Intramural Buildings and Facilities
In FY 2017, NIH requests a total of $179 million for intramural Buildings and Facilities, an increase of $34 million above FY 2016, to sustain and improve the physical infrastructure used to carry out quality biomedical research on the NIH campuses. The Building and Facilities mechanism total also includes $50 million, an increase of $34 million, requested within the National Cancer Institute budget for high need facilities repair and improvement projects at its Frederick, Maryland campus. These investments directly support mission critical activities by ensuring that our infrastructure can support the innovate work of our leading scientists.

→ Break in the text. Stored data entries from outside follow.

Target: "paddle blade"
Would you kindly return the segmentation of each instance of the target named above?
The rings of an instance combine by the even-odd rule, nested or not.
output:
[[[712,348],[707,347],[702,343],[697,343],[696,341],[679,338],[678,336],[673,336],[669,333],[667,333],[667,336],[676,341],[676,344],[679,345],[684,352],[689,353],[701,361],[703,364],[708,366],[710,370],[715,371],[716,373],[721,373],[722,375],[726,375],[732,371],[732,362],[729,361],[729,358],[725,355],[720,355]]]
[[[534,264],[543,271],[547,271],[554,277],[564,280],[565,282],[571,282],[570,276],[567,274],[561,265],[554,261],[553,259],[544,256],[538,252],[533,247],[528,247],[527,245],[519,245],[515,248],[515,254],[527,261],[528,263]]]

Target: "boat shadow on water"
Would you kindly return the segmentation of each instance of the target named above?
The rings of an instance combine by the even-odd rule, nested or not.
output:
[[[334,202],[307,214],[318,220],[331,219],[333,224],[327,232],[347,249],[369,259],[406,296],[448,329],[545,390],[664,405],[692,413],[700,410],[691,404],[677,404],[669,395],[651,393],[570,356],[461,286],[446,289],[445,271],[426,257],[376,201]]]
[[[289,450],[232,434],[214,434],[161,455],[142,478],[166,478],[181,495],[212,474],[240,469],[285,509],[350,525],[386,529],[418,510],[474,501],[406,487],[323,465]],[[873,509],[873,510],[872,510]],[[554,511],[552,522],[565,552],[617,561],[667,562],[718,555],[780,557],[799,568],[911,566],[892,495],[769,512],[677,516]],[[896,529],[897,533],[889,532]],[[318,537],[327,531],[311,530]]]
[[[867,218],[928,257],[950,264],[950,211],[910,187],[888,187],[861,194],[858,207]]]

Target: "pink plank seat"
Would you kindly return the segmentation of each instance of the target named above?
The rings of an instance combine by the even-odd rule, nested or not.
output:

Mechanism | 2015 | 2016 | 2017 | 2017 +/− 2016 |
---|---|---|---|---|
Research Project Grants (dollars) | 16,442 | 17,821 | 18,207 | +386 |
[ # of Non‑Competing Grants] | [23,261] | [23,367] | [24,608] | [+1,241] |
[ # of New/Competing Grants] | [9,540] | [10,753] | [9,946] | [-807] |
[ # of Small Business Grants] | [1,578] | [1,720] | [1,886] | [+166] |
[ Total # of Grants ] | [34,379] | [35,840] | [36,440] | [+600] |
Research Centers | 2,663 | 2,645 | 2,589 | -56 |
Other Research | 1,803 | 2,011 | 2,084 | +73 |
Research Training | 758 | 830 | 849 | +18 |
Research and Development Contracts | 2,828 | 2,915 | 3,173 | +258 |
Intramural Research | 3,410 | 3,582 | 3,615 | +33 |
Research Management and Support | 1,620 | 1,685 | 1,719 | +34 |
Office of the Director | 573 | 600 | 645 | +45 |
NIH Common Fund (non‑add) | [546] | [676] | [776] | [+100] |
Buildings and Facilities | 137 | 145 | 179 | +34 |
NIEHS Interior Appropriation (Superfund) | 77 | 77 | 77 | — |
Total, Program Level | 30,311 | 32,311 | 33,136 | +825 |
Less Funds Allocated from Other Sources | 2015 | 2016 | 2017 | 2017 +/− 2016 |
---|---|---|---|---|
PHS Evaluation Funds | -715 | -780 | -847 | -67 |
Type 1 Diabetes Research (NIDDK) /1 | -150 | -150 | -150 | — |
Additional Mandatory Funds | — | — | 1,825 | +1,825 |
Total, Budget Authority | 29,446 | 31,381 | 30,314 | -1,067 |
Labor/HHS Appropriation /2 | 29,369 | 31,304 | 30,237 | -1,067 |
Interior Appropriation | 77 | 77 | 77 | — |
Table Footnotes
1/ These mandatory funds were appropriated in P.L. 114 10, the Medicare Access and CHIP Reauthorization Act of 2015, and P.L. 113‑93, the Protecting Access to Medicare Act of 2014.
2/ In addition, the FY 2015 appropriation (P.L. 113-235) provided $239 million in emergency resources for Ebola response and preparedness research activities.